Universitaire et écrivain, Jean Guéhenno est connu pour avoir, en de nombreuses circonstances, avant et après la seconde guerre mondiale, milité par la parole et la plume pour lutter contre le fascisme et contre une désinformation partisane. André Neher, qui n’a jamais eu de relation personnelle avec lui, décide cependant de lui écrire, à la suite de son récent article paru dans Le Figaro, dont certains termes lui ont paru peu opportuns.
Cher Jean Guéhenno,
J’ai lu avec intérêt votre chronique "Merveille et Dérision dans Le Figaro du mercredi 21 juin, et si je me permets de vous écrire, c’est que je sais à quel point vous êtes, et vous avez toujours été, un homme de loyauté et de bonne foi totales. Or je pense que vous êtes mal informé. Sans doute n’avez-vous jamais été en Israël ; en tout cas, je ne crois pas savoir que vous y avez été ces derniers jours.

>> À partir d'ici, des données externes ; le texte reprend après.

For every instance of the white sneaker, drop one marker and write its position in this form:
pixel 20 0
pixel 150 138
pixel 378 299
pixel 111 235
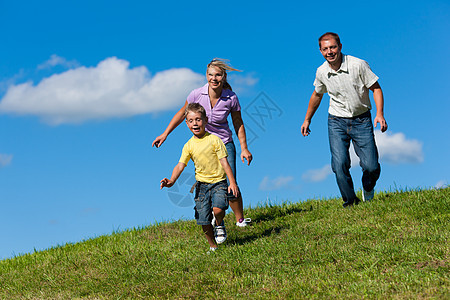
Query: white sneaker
pixel 213 221
pixel 368 196
pixel 220 233
pixel 244 222
pixel 211 250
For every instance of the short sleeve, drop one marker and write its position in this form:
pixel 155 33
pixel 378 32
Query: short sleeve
pixel 185 154
pixel 367 76
pixel 219 148
pixel 320 87
pixel 236 106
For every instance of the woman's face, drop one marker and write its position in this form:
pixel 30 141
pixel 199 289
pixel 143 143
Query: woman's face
pixel 215 77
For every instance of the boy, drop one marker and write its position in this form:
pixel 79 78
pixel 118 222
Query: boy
pixel 209 155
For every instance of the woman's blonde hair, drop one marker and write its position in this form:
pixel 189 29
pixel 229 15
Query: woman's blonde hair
pixel 224 66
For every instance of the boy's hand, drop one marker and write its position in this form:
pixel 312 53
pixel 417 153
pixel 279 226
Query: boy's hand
pixel 166 183
pixel 232 188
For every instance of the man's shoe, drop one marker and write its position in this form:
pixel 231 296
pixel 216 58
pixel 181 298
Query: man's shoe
pixel 220 233
pixel 243 222
pixel 368 196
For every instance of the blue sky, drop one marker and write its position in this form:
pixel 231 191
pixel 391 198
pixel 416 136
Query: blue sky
pixel 85 87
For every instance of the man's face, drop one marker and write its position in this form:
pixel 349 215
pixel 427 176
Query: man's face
pixel 331 51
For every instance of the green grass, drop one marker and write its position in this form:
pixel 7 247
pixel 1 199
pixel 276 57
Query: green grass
pixel 395 247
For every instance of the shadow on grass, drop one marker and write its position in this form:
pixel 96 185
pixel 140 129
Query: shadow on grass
pixel 271 213
pixel 259 225
pixel 251 236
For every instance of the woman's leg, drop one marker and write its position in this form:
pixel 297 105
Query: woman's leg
pixel 236 204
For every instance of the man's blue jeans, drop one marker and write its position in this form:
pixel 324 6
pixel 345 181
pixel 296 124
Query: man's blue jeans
pixel 358 130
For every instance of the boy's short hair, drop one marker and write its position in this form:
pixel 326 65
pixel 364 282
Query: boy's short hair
pixel 196 108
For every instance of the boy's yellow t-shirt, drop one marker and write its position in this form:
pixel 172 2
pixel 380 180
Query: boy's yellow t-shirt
pixel 205 153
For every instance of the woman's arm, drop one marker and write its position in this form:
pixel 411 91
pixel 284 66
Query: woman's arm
pixel 240 132
pixel 176 120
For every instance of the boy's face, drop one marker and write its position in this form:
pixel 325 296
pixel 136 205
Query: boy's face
pixel 196 124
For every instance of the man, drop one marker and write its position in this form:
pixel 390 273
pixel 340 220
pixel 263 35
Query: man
pixel 347 80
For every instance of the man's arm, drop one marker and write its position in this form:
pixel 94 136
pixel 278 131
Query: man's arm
pixel 233 186
pixel 379 103
pixel 313 105
pixel 175 174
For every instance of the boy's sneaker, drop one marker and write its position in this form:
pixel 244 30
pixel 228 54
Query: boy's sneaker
pixel 213 222
pixel 368 196
pixel 220 233
pixel 211 250
pixel 243 222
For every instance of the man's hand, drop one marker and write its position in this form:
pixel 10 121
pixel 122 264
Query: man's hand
pixel 382 121
pixel 305 128
pixel 246 155
pixel 166 183
pixel 232 188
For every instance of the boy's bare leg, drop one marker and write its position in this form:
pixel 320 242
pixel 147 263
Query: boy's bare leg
pixel 237 207
pixel 219 214
pixel 209 233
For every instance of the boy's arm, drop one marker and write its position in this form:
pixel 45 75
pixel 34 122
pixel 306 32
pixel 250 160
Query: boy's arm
pixel 232 188
pixel 175 174
pixel 379 103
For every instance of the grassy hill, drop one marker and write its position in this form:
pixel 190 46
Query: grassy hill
pixel 396 247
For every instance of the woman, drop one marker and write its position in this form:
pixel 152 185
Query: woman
pixel 219 101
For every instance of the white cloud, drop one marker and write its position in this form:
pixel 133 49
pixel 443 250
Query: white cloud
pixel 56 60
pixel 109 90
pixel 5 159
pixel 317 175
pixel 268 184
pixel 395 148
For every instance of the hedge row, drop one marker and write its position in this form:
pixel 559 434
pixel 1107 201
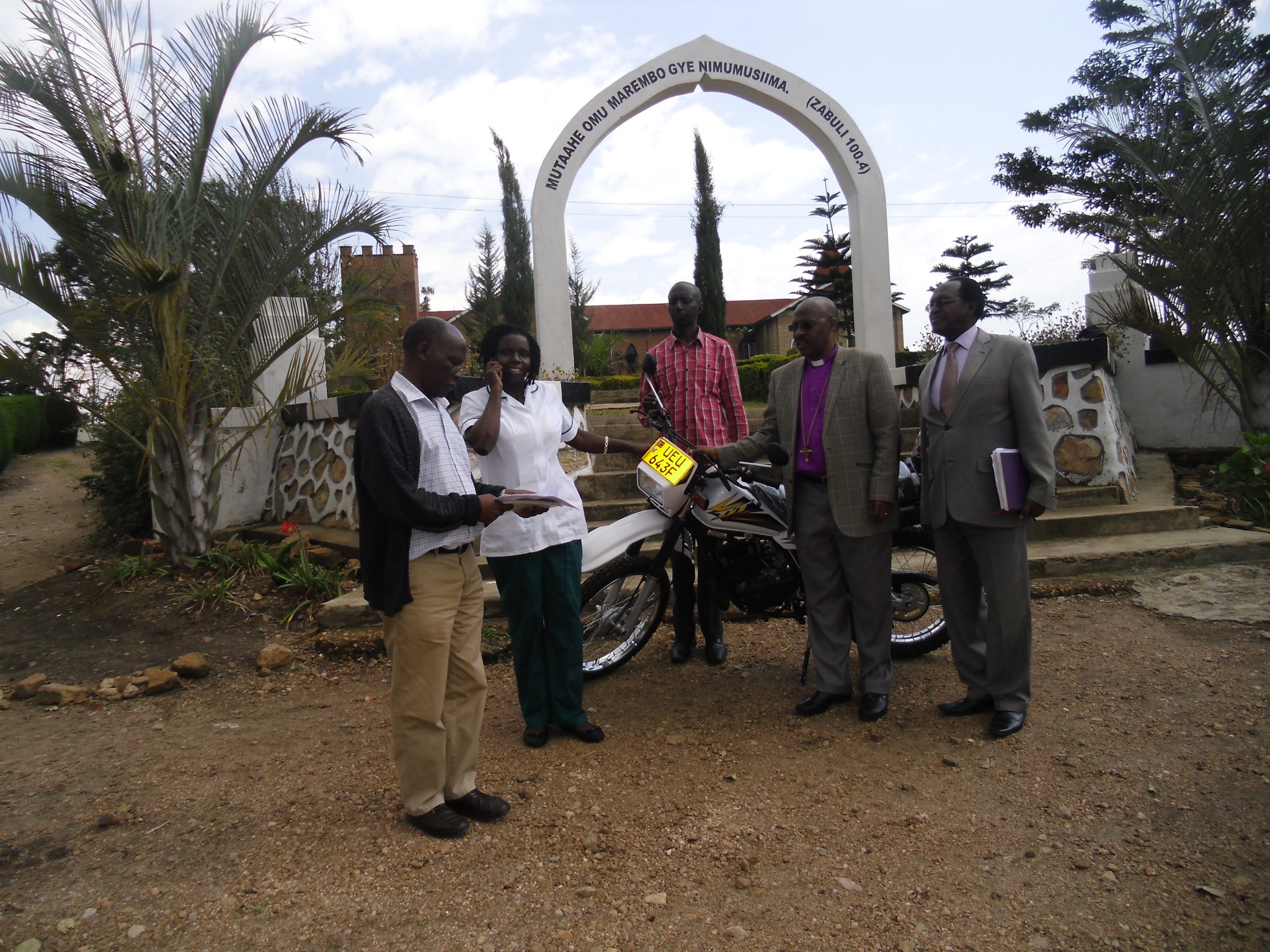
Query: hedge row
pixel 30 423
pixel 621 381
pixel 756 371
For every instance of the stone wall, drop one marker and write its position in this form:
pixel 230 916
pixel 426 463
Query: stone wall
pixel 1093 441
pixel 313 475
pixel 311 478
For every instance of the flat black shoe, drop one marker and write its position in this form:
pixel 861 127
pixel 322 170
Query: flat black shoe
pixel 819 702
pixel 441 822
pixel 586 731
pixel 481 806
pixel 1006 723
pixel 966 706
pixel 873 706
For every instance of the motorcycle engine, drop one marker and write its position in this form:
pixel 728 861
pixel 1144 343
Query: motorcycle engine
pixel 757 574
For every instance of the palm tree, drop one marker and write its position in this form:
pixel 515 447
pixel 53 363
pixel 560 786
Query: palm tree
pixel 180 223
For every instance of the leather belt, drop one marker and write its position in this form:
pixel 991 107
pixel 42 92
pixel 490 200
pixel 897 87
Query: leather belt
pixel 456 550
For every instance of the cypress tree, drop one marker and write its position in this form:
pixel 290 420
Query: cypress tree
pixel 708 263
pixel 963 253
pixel 484 288
pixel 517 266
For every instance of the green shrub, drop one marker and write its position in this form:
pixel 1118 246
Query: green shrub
pixel 6 442
pixel 621 381
pixel 61 421
pixel 25 415
pixel 120 478
pixel 756 372
pixel 1249 470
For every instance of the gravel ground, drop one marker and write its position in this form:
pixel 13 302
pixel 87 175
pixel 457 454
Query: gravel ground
pixel 248 811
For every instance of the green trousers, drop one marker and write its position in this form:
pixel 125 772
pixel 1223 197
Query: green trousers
pixel 541 593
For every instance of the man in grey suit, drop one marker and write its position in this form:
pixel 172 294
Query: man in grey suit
pixel 837 409
pixel 981 394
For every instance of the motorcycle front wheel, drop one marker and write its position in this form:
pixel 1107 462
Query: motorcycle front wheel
pixel 917 615
pixel 621 606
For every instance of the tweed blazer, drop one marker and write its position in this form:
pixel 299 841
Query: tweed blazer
pixel 861 437
pixel 997 407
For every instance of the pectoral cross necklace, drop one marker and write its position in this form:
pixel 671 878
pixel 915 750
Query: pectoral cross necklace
pixel 808 430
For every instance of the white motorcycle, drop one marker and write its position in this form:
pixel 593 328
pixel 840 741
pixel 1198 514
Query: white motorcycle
pixel 756 564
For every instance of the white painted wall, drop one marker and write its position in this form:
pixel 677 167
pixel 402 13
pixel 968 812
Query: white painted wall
pixel 1166 404
pixel 677 73
pixel 246 478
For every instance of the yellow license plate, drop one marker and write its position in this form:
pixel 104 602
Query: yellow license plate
pixel 668 460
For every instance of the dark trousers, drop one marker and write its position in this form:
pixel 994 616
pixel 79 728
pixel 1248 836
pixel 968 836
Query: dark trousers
pixel 987 603
pixel 709 615
pixel 541 593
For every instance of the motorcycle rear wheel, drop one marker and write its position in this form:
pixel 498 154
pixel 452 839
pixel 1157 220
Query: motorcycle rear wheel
pixel 917 615
pixel 621 606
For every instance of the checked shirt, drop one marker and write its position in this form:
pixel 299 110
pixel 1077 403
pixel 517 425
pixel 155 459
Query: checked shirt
pixel 700 387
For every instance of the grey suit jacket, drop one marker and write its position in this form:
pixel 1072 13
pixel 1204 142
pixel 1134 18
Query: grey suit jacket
pixel 997 407
pixel 861 436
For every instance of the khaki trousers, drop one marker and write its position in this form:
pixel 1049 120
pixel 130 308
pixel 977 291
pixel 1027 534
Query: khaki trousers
pixel 437 699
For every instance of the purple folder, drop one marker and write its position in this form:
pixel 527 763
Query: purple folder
pixel 1013 482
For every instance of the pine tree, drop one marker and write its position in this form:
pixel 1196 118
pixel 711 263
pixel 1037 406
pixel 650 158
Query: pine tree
pixel 484 288
pixel 580 291
pixel 517 267
pixel 827 263
pixel 963 250
pixel 708 263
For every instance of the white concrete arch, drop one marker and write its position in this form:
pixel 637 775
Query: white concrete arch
pixel 718 69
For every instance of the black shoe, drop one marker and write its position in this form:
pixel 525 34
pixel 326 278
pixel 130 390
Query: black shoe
pixel 966 706
pixel 479 806
pixel 441 822
pixel 819 702
pixel 873 706
pixel 681 651
pixel 586 731
pixel 1006 723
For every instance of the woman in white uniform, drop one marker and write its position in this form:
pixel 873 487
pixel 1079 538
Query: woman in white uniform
pixel 516 425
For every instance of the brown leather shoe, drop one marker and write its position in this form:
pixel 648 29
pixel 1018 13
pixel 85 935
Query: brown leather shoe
pixel 441 822
pixel 481 806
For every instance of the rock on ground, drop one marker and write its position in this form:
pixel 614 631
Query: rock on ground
pixel 192 666
pixel 61 695
pixel 275 656
pixel 1222 593
pixel 161 679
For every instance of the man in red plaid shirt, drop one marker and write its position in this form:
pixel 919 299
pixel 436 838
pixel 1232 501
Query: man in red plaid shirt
pixel 696 377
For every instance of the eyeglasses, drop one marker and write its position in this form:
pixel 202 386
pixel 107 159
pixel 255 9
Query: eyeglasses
pixel 940 302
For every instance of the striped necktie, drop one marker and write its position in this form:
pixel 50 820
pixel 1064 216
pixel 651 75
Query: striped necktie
pixel 948 385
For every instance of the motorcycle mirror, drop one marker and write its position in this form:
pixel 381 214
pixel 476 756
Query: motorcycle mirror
pixel 778 455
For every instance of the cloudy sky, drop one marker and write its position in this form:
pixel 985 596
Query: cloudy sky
pixel 936 88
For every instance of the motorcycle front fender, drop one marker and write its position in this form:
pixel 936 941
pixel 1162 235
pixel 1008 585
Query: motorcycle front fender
pixel 607 542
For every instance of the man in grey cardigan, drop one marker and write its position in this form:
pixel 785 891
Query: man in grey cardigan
pixel 419 514
pixel 984 394
pixel 837 409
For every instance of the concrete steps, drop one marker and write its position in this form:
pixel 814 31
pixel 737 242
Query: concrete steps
pixel 1095 521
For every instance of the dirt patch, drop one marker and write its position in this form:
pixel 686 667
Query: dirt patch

Moi j’en reviens. Et je puis vous informer que, lorsque vous écrivez, en parlant des Israéliens, "la victoire de l’un et son ivresse" , ce sont des termes qui ne correspondent absolument pas à la réalité israélienne. Car une des choses qui vous suffoque presque d’admiration quand on arrive en Israël, comme je l’ai fait il y a dix jours, c’est l’absence totale du moindre sentiment de vantardise, de la moindre "ivresse" militaire ou nationale. Le peuple entier, jusqu’au plus incroyant, ressent avoir été l’objet d’un miracle (1). Et si l’on a une infinie reconnaissance pour l’héroïsme des garçons qui ont combattu avec un acharnement et dans des conditions qui rappellent celles des soldats de l’an II, on pleure les morts, on reprend le travail, et aucune espèce d’autosatisfaction n’est en aucun moment sensible.
Vous savez que je suis moi-même, non un politicien, mais un homme de bonne foi, un universitaire comme vous, et j’espère que vous voudrez bien tenir compte de mon témoignage pour le faire connaître également autour de vous.
Israël ne m’est pas seulement cher parce que je suis juif, mais Israël donne en ce moment à l’humanité un des bien rares exemples d’une action victorieuse qui écarte jusqu’au moindre signe de l’ivresse de la victoire : c’est un exemple.
Veuillez être assuré, cher Jean Guéhenno, de ma respectueuse sympathie.